Transjugular intrahepatic portosystemic shunts (TIPS) have been commonly used to treat refractory ascites. Following TIPS insertion, a sudden increase in the preload results in further hemodynamic disturbance, and therefore, careful cardiovascular evaluation prior to the procedure is a necessity [71, 72]. The preexisting subclinical diastolic dysfunction becomes clinically obvious with the sudden increase in the right atrial and pulmonary circulation, leading to heart failure. In a recent study, Ascha and colleagues investigated if echocardiographic and hemodynamic changes at the time of TIPS can provide any prognostic information. After evaluating 418 patients, they showed that a change in the right atrial (RA) pressure after TIPS predicted long-term mortality . Others showed a possible impact of intra-procedural RA pressure on early post-TIPS mortality . Other studies suggested that an E/A ratio of ≤1 was predictive of slow ascites clearance and mortality post-TIPS insertion [75, 76].

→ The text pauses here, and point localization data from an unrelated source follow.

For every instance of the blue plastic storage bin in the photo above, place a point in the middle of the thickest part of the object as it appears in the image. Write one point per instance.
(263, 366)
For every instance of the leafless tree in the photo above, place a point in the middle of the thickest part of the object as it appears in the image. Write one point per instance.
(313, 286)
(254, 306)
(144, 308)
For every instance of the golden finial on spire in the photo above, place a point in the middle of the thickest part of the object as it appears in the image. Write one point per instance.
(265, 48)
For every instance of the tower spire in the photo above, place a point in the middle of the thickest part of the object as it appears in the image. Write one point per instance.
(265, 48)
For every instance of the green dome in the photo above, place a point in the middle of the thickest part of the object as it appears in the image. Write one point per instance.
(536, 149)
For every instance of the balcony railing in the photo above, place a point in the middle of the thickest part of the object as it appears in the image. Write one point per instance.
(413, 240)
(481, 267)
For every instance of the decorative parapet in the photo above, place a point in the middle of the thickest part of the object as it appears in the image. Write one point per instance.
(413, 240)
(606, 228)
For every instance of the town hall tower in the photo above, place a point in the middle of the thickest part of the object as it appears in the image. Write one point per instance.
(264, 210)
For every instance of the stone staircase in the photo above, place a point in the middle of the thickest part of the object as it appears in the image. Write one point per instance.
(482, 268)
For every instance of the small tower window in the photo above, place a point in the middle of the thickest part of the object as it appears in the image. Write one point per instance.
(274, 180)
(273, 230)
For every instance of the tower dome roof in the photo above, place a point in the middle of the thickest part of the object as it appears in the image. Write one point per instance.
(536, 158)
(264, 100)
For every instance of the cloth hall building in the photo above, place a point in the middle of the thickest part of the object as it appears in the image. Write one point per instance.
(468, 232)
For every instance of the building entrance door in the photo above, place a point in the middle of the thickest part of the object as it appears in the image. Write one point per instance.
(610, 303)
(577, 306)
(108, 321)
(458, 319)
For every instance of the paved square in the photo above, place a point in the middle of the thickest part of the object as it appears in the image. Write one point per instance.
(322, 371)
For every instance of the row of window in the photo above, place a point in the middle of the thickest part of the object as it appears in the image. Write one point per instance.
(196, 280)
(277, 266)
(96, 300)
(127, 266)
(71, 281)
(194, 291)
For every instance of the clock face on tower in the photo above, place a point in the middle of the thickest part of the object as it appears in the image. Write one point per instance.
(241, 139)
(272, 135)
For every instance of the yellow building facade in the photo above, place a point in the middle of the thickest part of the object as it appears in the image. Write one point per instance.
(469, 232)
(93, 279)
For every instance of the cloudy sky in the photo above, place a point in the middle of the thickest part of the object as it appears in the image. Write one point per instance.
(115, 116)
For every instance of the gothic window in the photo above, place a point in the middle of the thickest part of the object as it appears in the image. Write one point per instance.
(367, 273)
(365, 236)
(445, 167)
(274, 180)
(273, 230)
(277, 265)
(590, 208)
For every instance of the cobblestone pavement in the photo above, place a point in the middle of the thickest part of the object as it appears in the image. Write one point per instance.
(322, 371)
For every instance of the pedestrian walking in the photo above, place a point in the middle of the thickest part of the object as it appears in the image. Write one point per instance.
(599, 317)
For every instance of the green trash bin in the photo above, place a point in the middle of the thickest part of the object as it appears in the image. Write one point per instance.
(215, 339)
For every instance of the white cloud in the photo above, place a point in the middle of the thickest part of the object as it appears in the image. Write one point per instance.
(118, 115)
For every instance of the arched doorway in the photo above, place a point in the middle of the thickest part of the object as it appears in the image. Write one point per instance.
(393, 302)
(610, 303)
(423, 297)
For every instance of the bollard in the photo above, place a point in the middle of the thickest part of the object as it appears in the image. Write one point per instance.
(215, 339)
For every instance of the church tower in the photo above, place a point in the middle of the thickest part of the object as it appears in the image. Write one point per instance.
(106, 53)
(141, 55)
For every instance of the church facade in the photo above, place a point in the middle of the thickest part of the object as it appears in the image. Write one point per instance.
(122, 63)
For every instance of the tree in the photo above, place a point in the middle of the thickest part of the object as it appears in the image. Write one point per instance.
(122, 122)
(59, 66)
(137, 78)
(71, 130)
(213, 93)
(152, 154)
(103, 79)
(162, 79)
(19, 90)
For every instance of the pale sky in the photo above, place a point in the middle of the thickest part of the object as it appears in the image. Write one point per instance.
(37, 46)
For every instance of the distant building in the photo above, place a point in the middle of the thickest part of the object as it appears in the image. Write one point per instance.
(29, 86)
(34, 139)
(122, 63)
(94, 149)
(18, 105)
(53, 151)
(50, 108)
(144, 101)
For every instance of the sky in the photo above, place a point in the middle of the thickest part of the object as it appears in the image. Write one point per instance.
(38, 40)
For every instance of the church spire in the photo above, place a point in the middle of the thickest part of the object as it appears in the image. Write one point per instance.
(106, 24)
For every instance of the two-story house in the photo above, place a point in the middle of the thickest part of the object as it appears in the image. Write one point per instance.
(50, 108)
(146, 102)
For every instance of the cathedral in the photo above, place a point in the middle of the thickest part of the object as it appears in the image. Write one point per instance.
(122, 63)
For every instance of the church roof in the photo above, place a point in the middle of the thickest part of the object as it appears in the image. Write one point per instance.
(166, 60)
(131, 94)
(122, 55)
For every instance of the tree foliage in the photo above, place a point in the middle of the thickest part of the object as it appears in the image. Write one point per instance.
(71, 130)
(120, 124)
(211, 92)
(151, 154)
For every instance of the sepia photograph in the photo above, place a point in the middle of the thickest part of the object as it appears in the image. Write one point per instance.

Liver transplantation results in correction of portal hypertension and reversal of all the pathophysiological mechanisms that lead to hyperdynamic circulation . We studied the hemodynamics in the immediate post-transplant period and compared patients with alcoholic vs. viral cirrhosis. Within the first 24 h, there was a significant decrease in HR and increase in MAP; the extent of the change was similar in both groups. The central venous pressure (CVP), pulmonary capillary wedge pressure (PCWP), and systemic vascular resistance index (SVRI) increased, and changes were more pronounced in the viral group . Navasa and colleagues assessed systemic hemodynamics and plasma levels of aldosterone, glucagon and plasma renin in 12 patients with advanced cirrhosis before and 2 weeks and 2 months after LT. Elevated aldosterone, plasma renin and glucagon levels decreased to near-normal values 2 weeks after transplantation. This decrease was associated with reversal of the associated splanchnic and systemic vasodilation and restoration of normal hemodynamics . Following LT, the rapid reversal of systemic vasodilatation and the associated increase in blood pressure exposes the previously subclinical cirrhotic cardiomyopathy. Cardiovascular complications are a major cause of postoperative morbidity and mortality after liver transplantation . Fouad and colleagues reviewed 197 liver transplant recipients for post-liver transplant-related cardiac complications. Eighty-two patients suffered one or more cardiac complications within 6 months after LT. Pulmonary edema was the most common complication, occurring in 61 patients; other complications included heart failure (7 patients), arrhythmia (13 patients), pulmonary hypertension (7 patients), pericardial effusion (2 patients), and cardiac thrombus formation (1 patient). In their study, cardiac causes were the leading cause of death (23.8% of all mortality) .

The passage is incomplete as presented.